- Born: Jon St. Alban Livermore Between late March and 30 June 1936 (age 90) Southend-on-Sea, Essex, England
- Occupation: Actor
- Years active: 1959–2010
- Spouse(s): Zoe Hicks ​ ​(m. 1959, divorced)​ Jill Simonson ​(m. 1968)​
- Children: 2

= Jon Laurimore =

English retired actor (born 1936)

Jon St. Alban Laurimore (born between late March and 30 June 1936) is an English retired actor, known for his television appearances.

== Early life ==

Originally, he planned to become a farmer and spent some years as an apprentice farmer manager for two-and-a-half years before joining the Royal Air Force, developing a love for flying and acting. While waiting three months before going to agricultural college, Laurimore joined a local theatre as an assistant stage manager. There, he fell in love with an actress and decided to change career path.

== Career ==

Beginning as Jon Livermore, he changed his surname to Laurimore in 1959.
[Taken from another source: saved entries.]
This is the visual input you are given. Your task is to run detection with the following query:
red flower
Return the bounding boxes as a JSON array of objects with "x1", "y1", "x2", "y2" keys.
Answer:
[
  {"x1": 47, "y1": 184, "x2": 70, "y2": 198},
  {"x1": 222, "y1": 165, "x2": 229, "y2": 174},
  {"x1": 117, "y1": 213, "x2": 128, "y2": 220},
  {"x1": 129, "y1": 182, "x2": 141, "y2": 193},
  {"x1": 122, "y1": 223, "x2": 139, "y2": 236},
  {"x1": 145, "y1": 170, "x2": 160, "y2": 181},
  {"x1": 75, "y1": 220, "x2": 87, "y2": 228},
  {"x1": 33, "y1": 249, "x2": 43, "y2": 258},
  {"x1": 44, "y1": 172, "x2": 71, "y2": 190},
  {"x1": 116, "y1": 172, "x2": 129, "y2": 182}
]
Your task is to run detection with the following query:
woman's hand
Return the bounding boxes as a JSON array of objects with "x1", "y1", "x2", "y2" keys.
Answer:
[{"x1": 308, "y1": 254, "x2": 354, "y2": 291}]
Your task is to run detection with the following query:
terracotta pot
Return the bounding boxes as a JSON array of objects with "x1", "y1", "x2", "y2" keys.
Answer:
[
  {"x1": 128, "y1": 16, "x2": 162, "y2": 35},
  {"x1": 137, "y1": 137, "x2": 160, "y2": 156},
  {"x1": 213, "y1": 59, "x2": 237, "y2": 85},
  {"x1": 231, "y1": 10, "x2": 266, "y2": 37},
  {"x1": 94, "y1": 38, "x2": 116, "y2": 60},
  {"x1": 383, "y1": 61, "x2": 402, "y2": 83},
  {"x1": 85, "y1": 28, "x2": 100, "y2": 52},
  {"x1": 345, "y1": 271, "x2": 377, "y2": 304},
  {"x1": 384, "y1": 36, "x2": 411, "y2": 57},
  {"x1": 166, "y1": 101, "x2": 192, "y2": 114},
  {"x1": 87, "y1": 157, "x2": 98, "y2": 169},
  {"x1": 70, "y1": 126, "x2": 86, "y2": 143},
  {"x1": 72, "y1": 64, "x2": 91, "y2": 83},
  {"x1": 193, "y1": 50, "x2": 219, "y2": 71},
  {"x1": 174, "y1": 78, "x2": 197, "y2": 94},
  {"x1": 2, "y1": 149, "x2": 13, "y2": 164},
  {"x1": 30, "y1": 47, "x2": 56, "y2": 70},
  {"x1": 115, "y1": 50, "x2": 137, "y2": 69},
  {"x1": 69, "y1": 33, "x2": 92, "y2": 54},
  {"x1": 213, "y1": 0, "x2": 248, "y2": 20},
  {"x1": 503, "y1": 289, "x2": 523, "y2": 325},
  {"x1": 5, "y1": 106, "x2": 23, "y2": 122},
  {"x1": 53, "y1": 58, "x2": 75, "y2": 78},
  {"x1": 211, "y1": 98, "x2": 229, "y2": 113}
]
His TV credits include The Avengers, The Prisoner, Z-Cars, Dixon of Dock Green, Public Eye, Warship, Sutherland's Law, The Onedin Line, Rock Follies, Space: 1999, Doctor Who (in the serial The Masque of Mandragora), I, Claudius, Target, Secret Army, Reilly, Ace of Spies, Minder, Dalziel and Pascoe and Jack the Ripper. He also appeared as police officers in the films A Touch of the Other (1970) and Die Screaming, Marianne (1971).

==Personal life==
Jon married Zoe Hicks (the aforementioned actress) in 1959 and they later divorced. In 1968, he married Jill Simonson, who later became a television scriptwriter. They had two children, Sophie Laurimore and Dido Laurimore.

He now lives with his family in Suffolk, England.